Lobe was used repeatedly as the show's resident expert. A reporter with the “alternative” media who prides himself on being a nemesis of neoconservatives, he has no special credentials as an “opponent of anti-Semitism,” but the gratuitous compliment was there for a purpose—namely, to inoculate him and his hosts against the obvious charge of Jew-baiting. For that is indeed what came next. Bradshaw posed the leading question: “You think it's legitimate to talk about the pro-Israeli politics of some of the neoconservatives?” And Lobe, looking as Jewish as his name sounds, replied: “I think it's very difficult to understand them if you don't begin at that point.” A few moments later, in a simulacrum of journalistic balance, Bradshaw allowed the Middle East specialist Meyrav Wurmser to deny any special neoconservative fidelity to Israel. Wurmser is an immigrant to the United States from Israel, and looks and sounds the part; she could not have been chosen with more care to verify the charge she was brought on to deny—that the neoconservatives are indeed a Jewish mafia, dragging both America and Britain into war after war for the sake of Israel.

If there is an element of anti-Semitism at work in some of the attacks on the neoconservatives—and there manifestly is— to call it such is not, alas, enough. Even outright canards need to be rebutted, tedious and demeaning though the exercise may be. So let us ask the question: is it true that neoconservatives are mostly Jews, and are they indeed working to shape U.S. policy out of devotion to the interests of the “Likud party” or of Israel?

Many neoconservatives are in fact Jews.
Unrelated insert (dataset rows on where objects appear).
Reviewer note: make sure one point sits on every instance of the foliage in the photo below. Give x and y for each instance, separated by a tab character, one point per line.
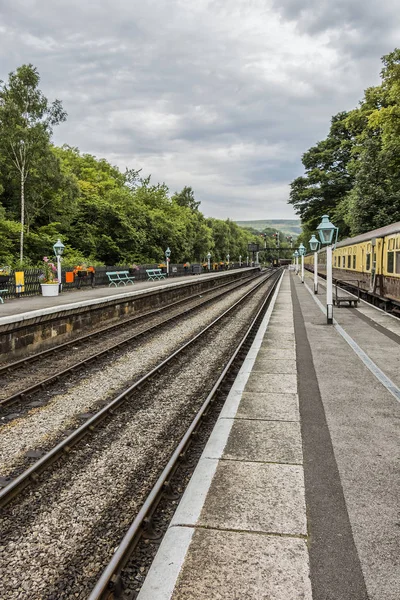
26	122
354	174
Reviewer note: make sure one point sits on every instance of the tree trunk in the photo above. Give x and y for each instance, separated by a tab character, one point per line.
21	250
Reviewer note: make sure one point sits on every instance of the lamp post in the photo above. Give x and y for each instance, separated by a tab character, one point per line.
167	255
302	251
314	245
296	261
58	250
326	230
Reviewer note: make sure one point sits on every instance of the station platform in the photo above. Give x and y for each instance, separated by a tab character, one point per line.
296	493
35	323
25	305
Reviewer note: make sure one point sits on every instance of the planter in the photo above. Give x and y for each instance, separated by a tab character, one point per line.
49	289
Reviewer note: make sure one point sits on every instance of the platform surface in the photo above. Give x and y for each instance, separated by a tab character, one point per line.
296	493
87	295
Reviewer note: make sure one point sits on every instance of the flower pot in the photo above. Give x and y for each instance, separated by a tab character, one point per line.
49	289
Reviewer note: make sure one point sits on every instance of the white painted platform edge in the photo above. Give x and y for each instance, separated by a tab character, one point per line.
33	314
163	574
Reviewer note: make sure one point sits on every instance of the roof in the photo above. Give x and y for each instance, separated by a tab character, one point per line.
365	237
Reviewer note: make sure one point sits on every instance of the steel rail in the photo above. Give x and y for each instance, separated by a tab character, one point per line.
111	574
4	369
20	395
31	474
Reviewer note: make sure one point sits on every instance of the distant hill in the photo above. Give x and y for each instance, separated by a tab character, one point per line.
287	226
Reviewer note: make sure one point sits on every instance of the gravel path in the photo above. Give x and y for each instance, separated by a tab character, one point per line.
41	427
56	538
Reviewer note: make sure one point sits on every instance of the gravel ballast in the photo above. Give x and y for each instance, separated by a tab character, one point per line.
58	536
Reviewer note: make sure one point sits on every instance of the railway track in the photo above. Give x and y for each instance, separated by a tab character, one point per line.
49	483
23	395
111	583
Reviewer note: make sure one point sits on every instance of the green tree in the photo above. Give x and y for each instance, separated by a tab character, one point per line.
26	122
327	179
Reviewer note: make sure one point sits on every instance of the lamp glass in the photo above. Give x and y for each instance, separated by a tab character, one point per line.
326	230
313	243
58	248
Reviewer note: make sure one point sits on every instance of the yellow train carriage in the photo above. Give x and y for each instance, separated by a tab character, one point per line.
372	259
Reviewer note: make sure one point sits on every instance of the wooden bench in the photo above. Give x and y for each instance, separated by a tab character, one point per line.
346	299
119	277
154	274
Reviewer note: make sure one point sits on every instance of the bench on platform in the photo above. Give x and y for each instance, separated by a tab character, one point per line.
154	274
119	277
346	299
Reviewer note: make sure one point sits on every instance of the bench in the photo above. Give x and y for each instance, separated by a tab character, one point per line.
343	299
350	298
154	274
119	277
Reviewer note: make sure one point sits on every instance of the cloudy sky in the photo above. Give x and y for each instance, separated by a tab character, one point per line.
221	95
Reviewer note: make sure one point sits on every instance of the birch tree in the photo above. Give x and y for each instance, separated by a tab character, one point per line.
26	125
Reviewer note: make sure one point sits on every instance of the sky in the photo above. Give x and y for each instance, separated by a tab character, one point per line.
224	96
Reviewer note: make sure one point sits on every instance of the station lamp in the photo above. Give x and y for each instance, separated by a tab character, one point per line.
302	251
167	255
326	230
296	260
314	245
58	250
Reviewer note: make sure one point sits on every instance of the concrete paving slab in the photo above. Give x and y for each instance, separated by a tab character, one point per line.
248	496
224	565
274	407
192	502
269	342
265	441
270	382
264	365
277	335
277	353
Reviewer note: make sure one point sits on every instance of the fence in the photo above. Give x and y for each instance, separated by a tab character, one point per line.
32	285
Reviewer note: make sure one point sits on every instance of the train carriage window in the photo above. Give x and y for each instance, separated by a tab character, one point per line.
390	262
398	263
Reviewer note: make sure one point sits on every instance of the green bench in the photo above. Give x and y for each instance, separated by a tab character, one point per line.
154	274
119	277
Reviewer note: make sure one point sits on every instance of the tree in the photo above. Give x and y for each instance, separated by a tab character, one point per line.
26	122
186	198
327	179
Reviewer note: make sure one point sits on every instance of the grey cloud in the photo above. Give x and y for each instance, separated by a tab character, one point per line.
224	96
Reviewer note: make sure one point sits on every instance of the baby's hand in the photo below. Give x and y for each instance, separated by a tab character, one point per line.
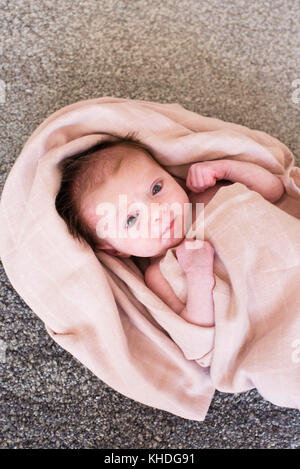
199	260
203	175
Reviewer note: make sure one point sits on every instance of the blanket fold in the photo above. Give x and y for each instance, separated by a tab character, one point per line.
98	307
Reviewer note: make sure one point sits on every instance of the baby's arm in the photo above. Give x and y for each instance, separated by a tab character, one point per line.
204	174
198	267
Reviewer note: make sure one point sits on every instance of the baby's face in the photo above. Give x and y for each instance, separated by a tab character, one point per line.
132	211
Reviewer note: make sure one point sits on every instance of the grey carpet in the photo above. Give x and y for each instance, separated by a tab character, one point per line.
235	60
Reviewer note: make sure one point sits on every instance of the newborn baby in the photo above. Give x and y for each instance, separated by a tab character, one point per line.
155	207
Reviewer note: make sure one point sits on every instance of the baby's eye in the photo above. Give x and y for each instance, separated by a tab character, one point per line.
131	220
156	188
Why this should be so is not self-evident, although part of the answer is surely that Jews, whenever and wherever they have been free to indulge it, exhibit a powerful attraction to politics and particularly to the play of political ideas—an attraction that is evident all across the political spectrum but especially on the Left. Indeed, the disproportionate presence of Jews in early Communist movements in eastern and central Europe became grist for the Nazis and other far-Right movements that portrayed Bolshevism as a Jewish cause whose real purpose was (yes) to serve Jewish interests. In reality, Trotsky and Zinoviev and the other Jewish Communists were no more concerned about the interests of the Jewish people than were Lenin and Stalin which is to say, not at all.

As it happens, the Jewish affinity with the Left may be one reason why neoconservatism boasts so many Jewish adherents: it is a movement whose own roots lie in the Left. But the same affinity is to be seen at work in many of the insinuations against Jewish neocons by leftists who are themselves Jews or who profess some Jewish connection. Michael Lind, for one, has gone out of his way to assert his own Jewish “descent,” and
Tikkun
is in some self-professed sense a Jewish magazine. Even the BBC's assault on the neocons featured a Jewish critic in the starring role. So passionate are these Jews in their opposition to neoconservative ideas that they have not hesitated to pander to anti-Semitism in the effort to discredit them. What about their ulterior motives, one wonders?

It may sound strange in light of the accusations against them, but in fact the careers of leading neoconservatives have rarely involved work on Middle East issues. The most distinctive of Richard Perle's many contributions to U.S. policy lie in the realm of nuclear-weapons strategy. Elliott Abrams made his mark as a point man for President Reagan's policies toward Central America. Paul Wolfowitz's long career in government includes not only high office in the State and Defense departments but also a stint as ambassador to Indonesia during which he pressed for democratization harder than any of his predecessors.

These three, as well as the rest of the neocon circle, are and were hard-liners toward the USSR, China, Nicaragua, and North Korea. Is it any wonder that they held a similar position toward Saddam Hussein's Iraq? If Israel did not exist, which of them would have favored giving Hans Blix's team still more time, or leaving the whole matter in the hands of the UN? Are we to believe that the decades-long neoconservative campaign against Communism and anti-Americanism was a fantastically farsighted Rube Goldberg machine programmed to produce some benefit for Israel somewhere down the line?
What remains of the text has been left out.